The opening notes are a fusion of 16 bit soundtrack and film music which, among a certain generation, trigger instant recall of energy gages, doorways, problems, battles, guardians, platforms; and this, says the music, is where we are now headed. It is an opening which poses the question on which the film is based: what would it be like to actually be in a game?
This is not a new idea. There's those set in the world of the game, from the overblown failures (Bob Hoskins in Super Mario Bros, 1993) to wild, camp, entertainment (Christopher Lambert in Mortal Kombat, 1995). There is a whole category about zapping humans into a VR game world: Tron (1982), Lawnmower Man (1992), Gamer (2009); to name the more successful examples. The Call Up falls in the latter category.
The story, like the script, is wonderfully economic. A group of strangers receive a mysterious invite to try out a new game. Guided by a disembodied computer voice, they are given tech, which ports them into a VR world recreated inside a NY office building. Only, they haven’t quite been explained the rules, and this is one of those technicalities which will probably cost them their lives.
The characters are also rudimentary, with little attempt at backstory. This is fine, because unlike the characters, we as the audience implicitly understand the rules: this is only about getting to the next level, all else is secondary.
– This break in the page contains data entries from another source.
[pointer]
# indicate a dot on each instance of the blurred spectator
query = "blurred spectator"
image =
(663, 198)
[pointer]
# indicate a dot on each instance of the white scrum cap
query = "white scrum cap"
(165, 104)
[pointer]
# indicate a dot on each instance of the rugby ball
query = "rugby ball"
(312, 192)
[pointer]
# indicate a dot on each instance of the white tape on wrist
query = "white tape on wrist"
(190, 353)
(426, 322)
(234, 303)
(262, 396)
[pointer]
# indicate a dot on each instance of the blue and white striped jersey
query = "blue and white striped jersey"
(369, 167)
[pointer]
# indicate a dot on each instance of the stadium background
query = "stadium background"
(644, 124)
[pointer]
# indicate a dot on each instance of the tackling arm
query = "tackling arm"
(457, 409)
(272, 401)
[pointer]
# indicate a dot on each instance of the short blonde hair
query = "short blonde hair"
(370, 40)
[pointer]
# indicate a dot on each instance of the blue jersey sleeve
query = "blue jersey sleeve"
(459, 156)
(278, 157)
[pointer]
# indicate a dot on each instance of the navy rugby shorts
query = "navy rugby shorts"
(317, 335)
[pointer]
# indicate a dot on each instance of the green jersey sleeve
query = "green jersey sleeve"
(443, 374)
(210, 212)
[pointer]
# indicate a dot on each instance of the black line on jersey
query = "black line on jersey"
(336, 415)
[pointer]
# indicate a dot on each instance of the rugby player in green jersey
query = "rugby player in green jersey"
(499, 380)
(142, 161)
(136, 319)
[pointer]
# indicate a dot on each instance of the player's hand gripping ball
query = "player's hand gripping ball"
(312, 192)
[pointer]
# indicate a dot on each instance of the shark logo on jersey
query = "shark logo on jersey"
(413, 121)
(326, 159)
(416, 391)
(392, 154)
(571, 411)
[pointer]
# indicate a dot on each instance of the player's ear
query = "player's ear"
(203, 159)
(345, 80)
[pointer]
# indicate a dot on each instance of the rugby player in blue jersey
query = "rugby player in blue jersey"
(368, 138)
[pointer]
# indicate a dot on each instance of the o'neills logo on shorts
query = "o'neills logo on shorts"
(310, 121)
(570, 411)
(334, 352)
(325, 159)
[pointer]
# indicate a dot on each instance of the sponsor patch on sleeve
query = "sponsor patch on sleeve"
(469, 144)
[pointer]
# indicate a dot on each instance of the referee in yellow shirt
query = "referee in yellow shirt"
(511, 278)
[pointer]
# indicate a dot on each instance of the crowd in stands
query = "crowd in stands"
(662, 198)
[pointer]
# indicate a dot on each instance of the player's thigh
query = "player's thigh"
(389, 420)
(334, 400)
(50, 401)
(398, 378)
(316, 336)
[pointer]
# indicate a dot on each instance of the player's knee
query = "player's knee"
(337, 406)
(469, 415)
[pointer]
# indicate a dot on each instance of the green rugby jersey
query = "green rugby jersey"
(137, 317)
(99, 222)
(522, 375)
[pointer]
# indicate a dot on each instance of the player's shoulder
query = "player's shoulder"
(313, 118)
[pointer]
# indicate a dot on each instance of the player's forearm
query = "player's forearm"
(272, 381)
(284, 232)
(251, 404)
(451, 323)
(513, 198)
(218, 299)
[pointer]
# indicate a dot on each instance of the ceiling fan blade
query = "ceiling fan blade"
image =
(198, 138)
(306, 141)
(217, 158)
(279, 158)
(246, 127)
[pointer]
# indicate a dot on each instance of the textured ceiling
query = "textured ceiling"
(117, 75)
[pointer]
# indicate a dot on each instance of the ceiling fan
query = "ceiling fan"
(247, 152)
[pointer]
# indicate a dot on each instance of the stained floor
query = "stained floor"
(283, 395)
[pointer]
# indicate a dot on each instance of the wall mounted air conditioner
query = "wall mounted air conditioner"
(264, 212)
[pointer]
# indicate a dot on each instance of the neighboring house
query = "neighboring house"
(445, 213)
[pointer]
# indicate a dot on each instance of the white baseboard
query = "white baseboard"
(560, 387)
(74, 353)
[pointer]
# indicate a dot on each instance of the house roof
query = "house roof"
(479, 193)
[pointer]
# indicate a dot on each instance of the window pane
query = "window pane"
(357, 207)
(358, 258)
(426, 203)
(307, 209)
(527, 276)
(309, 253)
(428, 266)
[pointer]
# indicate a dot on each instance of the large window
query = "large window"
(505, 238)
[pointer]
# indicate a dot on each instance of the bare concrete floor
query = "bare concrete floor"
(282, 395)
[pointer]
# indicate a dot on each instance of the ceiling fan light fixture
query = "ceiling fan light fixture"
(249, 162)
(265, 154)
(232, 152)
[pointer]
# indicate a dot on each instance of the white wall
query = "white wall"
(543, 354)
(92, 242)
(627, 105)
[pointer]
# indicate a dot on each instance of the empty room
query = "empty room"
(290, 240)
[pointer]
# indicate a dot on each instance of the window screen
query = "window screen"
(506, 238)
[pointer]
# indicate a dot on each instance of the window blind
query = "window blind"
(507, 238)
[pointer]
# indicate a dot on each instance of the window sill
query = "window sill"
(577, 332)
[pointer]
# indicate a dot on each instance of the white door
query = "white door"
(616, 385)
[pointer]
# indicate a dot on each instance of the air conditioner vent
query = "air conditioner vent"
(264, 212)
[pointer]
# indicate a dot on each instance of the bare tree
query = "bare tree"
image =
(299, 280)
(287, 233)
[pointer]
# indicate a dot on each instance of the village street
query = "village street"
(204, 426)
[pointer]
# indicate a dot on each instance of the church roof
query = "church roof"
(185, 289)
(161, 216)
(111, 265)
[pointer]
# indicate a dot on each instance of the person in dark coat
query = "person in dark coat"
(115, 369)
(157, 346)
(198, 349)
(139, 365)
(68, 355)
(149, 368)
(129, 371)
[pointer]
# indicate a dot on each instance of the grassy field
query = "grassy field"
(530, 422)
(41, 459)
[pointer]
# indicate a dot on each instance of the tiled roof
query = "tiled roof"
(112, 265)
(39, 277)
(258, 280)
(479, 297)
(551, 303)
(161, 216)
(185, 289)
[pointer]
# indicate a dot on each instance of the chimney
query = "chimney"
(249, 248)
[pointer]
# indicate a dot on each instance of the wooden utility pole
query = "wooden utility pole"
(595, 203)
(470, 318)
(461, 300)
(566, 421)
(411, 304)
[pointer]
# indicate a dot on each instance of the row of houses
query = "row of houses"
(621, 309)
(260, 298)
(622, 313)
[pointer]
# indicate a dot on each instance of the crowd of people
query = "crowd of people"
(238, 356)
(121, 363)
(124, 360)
THE CALL UP - Torture Film Clip.
There are a few excellent concepts here. For all its lo-wi, stripped-down aesthetic, the visuals are well crafted and The Call Up is a good looking film. The in-game Sergeant is a fantastic caricature of human-pixel military persona (all amplified, booming voice and focused conviction). The film also delights in putting characters through their game-world paces: with zero preparation / immersion time, what would it be like to kill an ‘enemy’ in a way which is so realistic, we can’t tell the difference? The cast exhibit a typical gamut of reactions: some are thrilled, some freak out, and some set out to ‘break’ the game world.
First time director Charles Barker gives us a cast of unknowns, the stand outs being Douggie McMeekin as a nerdfighter more used to seeing the front line on his monitor than being in it, and Tom Benedict Knight as a white collar sociopath who seems to be genuinely enjoying the whole thing.
The Call Up is a fun and engaging sci-fi B-movie, as well as a challenge to most other low-fi British indies (showing how with a bit of ambition you can play in at genres rather than just mockney exploitation). What it may lack in depth, it makes up for in visceral thrills, but in a way that never loses track of its sense of style.
THE CALL UP is in cinemas 20 May & DVD/Digital 23 May 2016.